Last year 828,000 servers were sold with Linux instead of Windows, denying Microsoft up to $1.7 billion in potential sales. The pain has just begun. Sales of Linux servers grew 48% last year to $3.3 billion, while Windows servers grew 11% to $15.5 billion. By 2008, predicts IDC, Linux server sales will reach $9.6 billion, versus $21.7 for Windows servers. Worse yet, while so far Linux has been confined to servers, now developers are pushing the free operating system as a way to run PCs, too.

Wladawsky-Berger is betting that IBM can make money selling software and hardware around those free layers."More money will be made in services and less in acquiring the software itself," he says. "Make no mistake: This is a business." Could Linux shift the balance of power in the computer industry to IBM's favor?
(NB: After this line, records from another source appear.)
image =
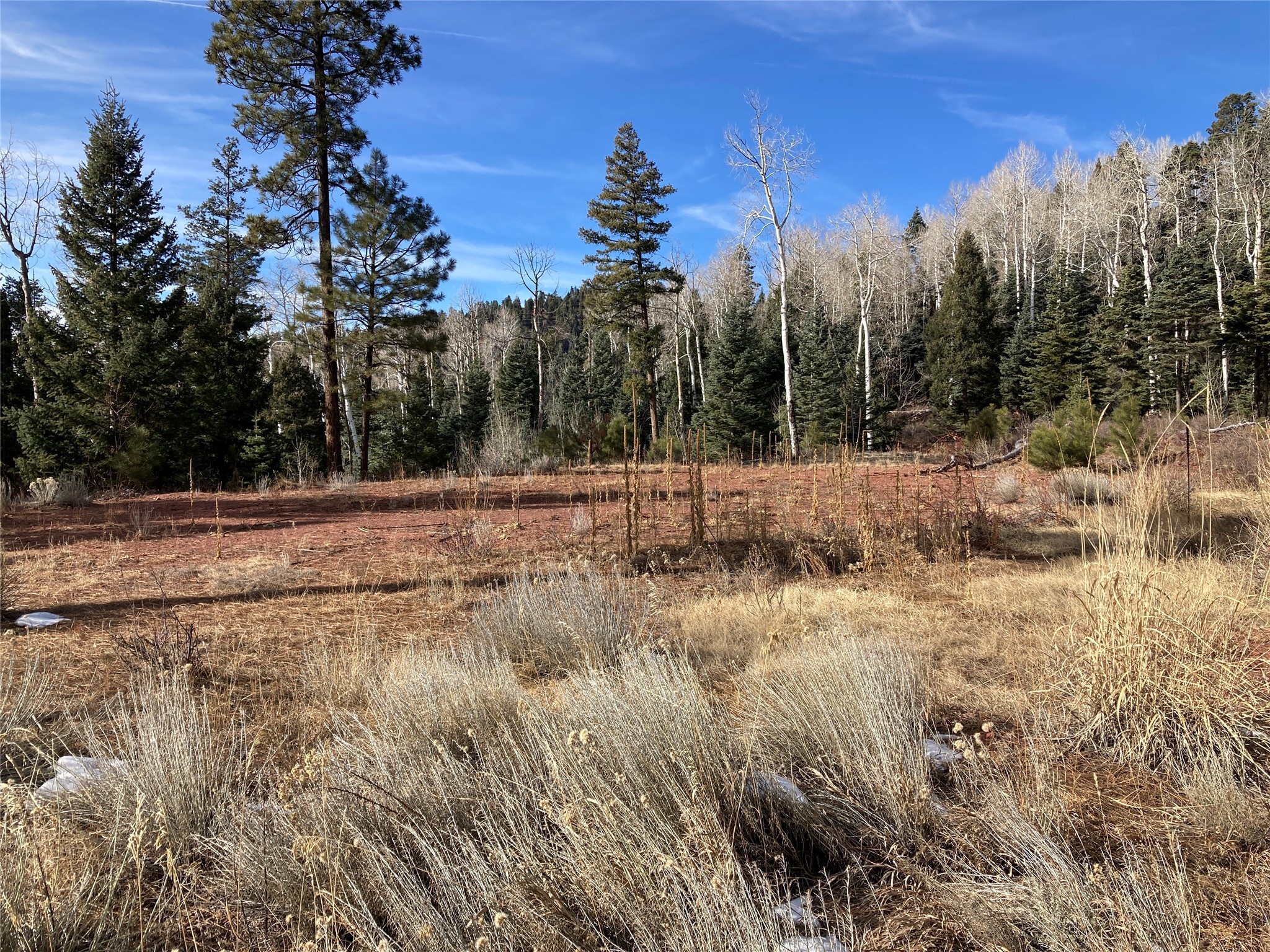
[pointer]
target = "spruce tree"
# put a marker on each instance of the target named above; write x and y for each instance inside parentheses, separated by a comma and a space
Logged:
(1181, 318)
(390, 259)
(223, 382)
(517, 386)
(294, 413)
(738, 405)
(1062, 355)
(475, 402)
(305, 66)
(818, 381)
(629, 232)
(961, 338)
(109, 367)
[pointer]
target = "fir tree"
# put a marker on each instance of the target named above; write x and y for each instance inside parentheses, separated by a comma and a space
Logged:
(517, 386)
(305, 66)
(818, 382)
(475, 404)
(1062, 355)
(738, 389)
(1181, 318)
(294, 412)
(629, 232)
(107, 368)
(223, 369)
(390, 260)
(961, 337)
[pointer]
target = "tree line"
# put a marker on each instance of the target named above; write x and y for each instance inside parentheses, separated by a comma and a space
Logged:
(1134, 282)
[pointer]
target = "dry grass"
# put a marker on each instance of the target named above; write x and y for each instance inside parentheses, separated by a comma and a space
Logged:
(602, 762)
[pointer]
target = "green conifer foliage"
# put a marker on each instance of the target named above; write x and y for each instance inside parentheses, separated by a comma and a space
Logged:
(1181, 318)
(629, 232)
(475, 404)
(738, 407)
(818, 382)
(517, 386)
(961, 338)
(223, 377)
(1062, 352)
(390, 259)
(109, 367)
(305, 66)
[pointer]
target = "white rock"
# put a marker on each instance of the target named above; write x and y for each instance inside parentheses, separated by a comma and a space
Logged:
(75, 775)
(940, 756)
(40, 620)
(819, 943)
(796, 912)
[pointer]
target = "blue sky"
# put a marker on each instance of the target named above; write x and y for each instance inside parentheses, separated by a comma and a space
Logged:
(506, 126)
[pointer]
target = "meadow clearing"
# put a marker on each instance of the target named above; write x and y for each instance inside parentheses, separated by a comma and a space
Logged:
(859, 703)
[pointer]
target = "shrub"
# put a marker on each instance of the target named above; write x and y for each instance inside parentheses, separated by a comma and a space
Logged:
(1083, 487)
(562, 621)
(1071, 439)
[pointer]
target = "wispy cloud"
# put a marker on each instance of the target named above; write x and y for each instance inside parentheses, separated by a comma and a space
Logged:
(721, 215)
(1038, 128)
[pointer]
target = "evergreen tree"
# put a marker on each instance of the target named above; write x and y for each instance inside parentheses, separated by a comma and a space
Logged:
(475, 404)
(961, 337)
(818, 381)
(738, 389)
(517, 386)
(629, 232)
(1062, 355)
(107, 367)
(294, 413)
(305, 66)
(223, 368)
(1119, 342)
(1181, 318)
(390, 259)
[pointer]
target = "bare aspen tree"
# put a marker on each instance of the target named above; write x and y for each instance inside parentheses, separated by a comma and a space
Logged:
(29, 206)
(870, 242)
(533, 265)
(774, 161)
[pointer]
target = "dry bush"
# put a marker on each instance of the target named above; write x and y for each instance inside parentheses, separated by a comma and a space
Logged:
(1083, 487)
(845, 716)
(558, 621)
(1008, 489)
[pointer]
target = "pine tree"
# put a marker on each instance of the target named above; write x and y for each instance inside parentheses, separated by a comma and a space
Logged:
(390, 260)
(1181, 318)
(961, 338)
(1119, 342)
(818, 381)
(517, 386)
(738, 405)
(628, 277)
(109, 367)
(305, 66)
(1062, 355)
(223, 385)
(294, 412)
(475, 403)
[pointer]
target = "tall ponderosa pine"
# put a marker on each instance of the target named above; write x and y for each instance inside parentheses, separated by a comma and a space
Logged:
(1062, 355)
(305, 66)
(628, 275)
(223, 375)
(818, 381)
(738, 407)
(109, 367)
(961, 337)
(390, 259)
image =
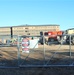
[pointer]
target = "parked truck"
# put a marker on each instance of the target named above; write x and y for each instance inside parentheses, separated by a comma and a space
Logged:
(70, 32)
(51, 36)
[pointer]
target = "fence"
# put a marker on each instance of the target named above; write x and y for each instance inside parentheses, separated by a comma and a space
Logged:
(47, 55)
(8, 51)
(29, 51)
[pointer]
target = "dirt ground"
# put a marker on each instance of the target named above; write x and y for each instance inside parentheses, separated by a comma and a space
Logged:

Wladawsky-Berger suggests Microsoft has made a blunder by fighting Linux instead of embracing it. "For five or ten years Microsoft will continue to do very well," he says. "But perhaps they will become more of a legacy business, like our mainframes."

For 20 years Microsoft has out-earned, out-smarted and out-maneuvered IBM. At long last IBM may have found a way to get even. Twenty years ago IBM ruled the computer industry. But today Microsoft runs the show. It earns 30% more profit than IBM on one-third of IBM's revenue and has almost double its market value. With Linux, IBM hopes to get even.